在整个生命周期里生物体不断与周遭环境互相影响。多种环境胁迫因素都能导致DNA的损伤，引起细胞提前衰老、死亡以及癌症的发生。由于与高度动态且复杂的转录机器相偶联，转录偶联DNA损伤修复的研究较为模糊，存在自相矛盾的观点。我们前期的研究提示，细胞内存在两个CSB，即CSB/Histone和CSB/PolII，前者通过CSB识别并结合H3K79甲基化执行TCR复合体的组装和DNA损伤修复的功能。CSB或RPA先各自形成“一半TCR复合体”，再结合到组蛋白上快速组装成完整的TCR复合体，实现DNA损伤的高效修复。借鉴该理论模型，我们发现干扰CSB与H3K79甲基化的相互作用可能有潜在的化疗增敏效果。因此，本项目拟在前期积累的基础上，深入研究双CSB调控TCR的功能和分子机制。通过本项目的研究，我们希望找到一种合适的化疗增敏策略，指导临床实践。

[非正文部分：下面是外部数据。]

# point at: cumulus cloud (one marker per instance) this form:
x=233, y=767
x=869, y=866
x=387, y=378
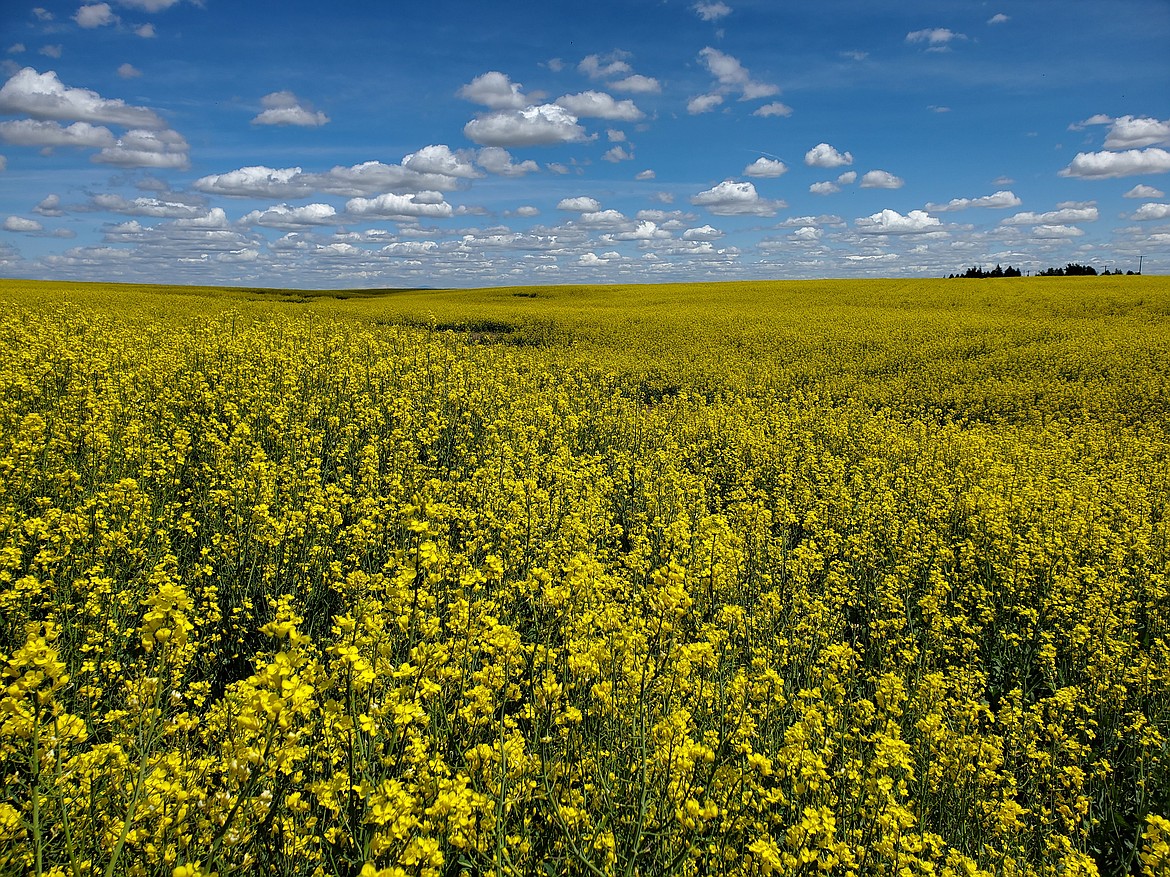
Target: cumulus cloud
x=733, y=198
x=645, y=230
x=773, y=109
x=734, y=76
x=19, y=223
x=702, y=233
x=582, y=204
x=703, y=103
x=890, y=222
x=495, y=91
x=29, y=132
x=637, y=84
x=146, y=149
x=439, y=159
x=43, y=96
x=283, y=108
x=936, y=38
x=711, y=11
x=1151, y=211
x=49, y=206
x=1107, y=165
x=765, y=167
x=152, y=207
x=1061, y=216
x=543, y=125
x=149, y=5
x=1057, y=233
x=600, y=105
x=497, y=160
x=394, y=206
x=881, y=179
x=1129, y=132
x=999, y=200
x=95, y=15
x=255, y=181
x=825, y=156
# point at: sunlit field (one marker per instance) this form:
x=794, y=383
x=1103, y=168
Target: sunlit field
x=818, y=578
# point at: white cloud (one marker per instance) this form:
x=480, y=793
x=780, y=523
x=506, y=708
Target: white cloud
x=149, y=5
x=600, y=105
x=283, y=216
x=1129, y=132
x=603, y=219
x=495, y=91
x=1106, y=165
x=542, y=125
x=582, y=204
x=890, y=222
x=604, y=67
x=49, y=206
x=439, y=159
x=29, y=132
x=146, y=149
x=637, y=84
x=255, y=181
x=19, y=223
x=765, y=167
x=43, y=96
x=1151, y=211
x=881, y=179
x=773, y=109
x=146, y=207
x=825, y=156
x=394, y=206
x=283, y=108
x=95, y=15
x=1061, y=216
x=711, y=11
x=703, y=103
x=497, y=160
x=1142, y=191
x=999, y=200
x=937, y=38
x=734, y=76
x=703, y=233
x=645, y=230
x=731, y=198
x=1057, y=233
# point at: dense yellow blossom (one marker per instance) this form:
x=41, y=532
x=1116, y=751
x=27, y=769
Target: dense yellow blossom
x=761, y=579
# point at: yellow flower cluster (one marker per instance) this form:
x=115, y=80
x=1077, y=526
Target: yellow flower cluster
x=321, y=589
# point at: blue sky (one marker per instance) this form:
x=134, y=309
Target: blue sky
x=472, y=144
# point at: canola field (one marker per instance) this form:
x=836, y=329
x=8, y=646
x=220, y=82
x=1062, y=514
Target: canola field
x=821, y=578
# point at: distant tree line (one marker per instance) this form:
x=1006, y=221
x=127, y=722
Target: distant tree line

Living organisms are constantly threatened by environmental agents and endogenous byproducts from cellular metabolic processes throughout their life. Many risk factors can cause DNA damage that affects the integrity of DNA thereby promote premature aging, cell death or carcinogenesis. Due to the coupling of the complex DNA damage repair process with the dynamic and intricate transcriptional machinery, knowledge on transcription-coupled repair remain largely contradictory and unclear. Our previous studies suggest that there are dual CSB complexes in the cell, namely CSB/Histone and CSB/Pol II, with the former performing the assembly of TCR-associated complex and DNA damage repair through the recognition and consequent interaction with H3K79 methylation by CSB. CSB and RPA first form two halves of the TCR complex, then rapidly bind together on histones to generate the complete TCR complex for efficient repair of DNA damage. Drawing from this theoretical model, we find that disrupting the interaction between CSB and H3K79 methylation may have potential chemotherapy sensitization effects. Therefore, this project intends to elucidate the function and molecular mechanism of the control of TCR by dual CSBs. Our final goal is to explore a novel chemotherapy sensitization strategy based on this project and apply it to clinical trials.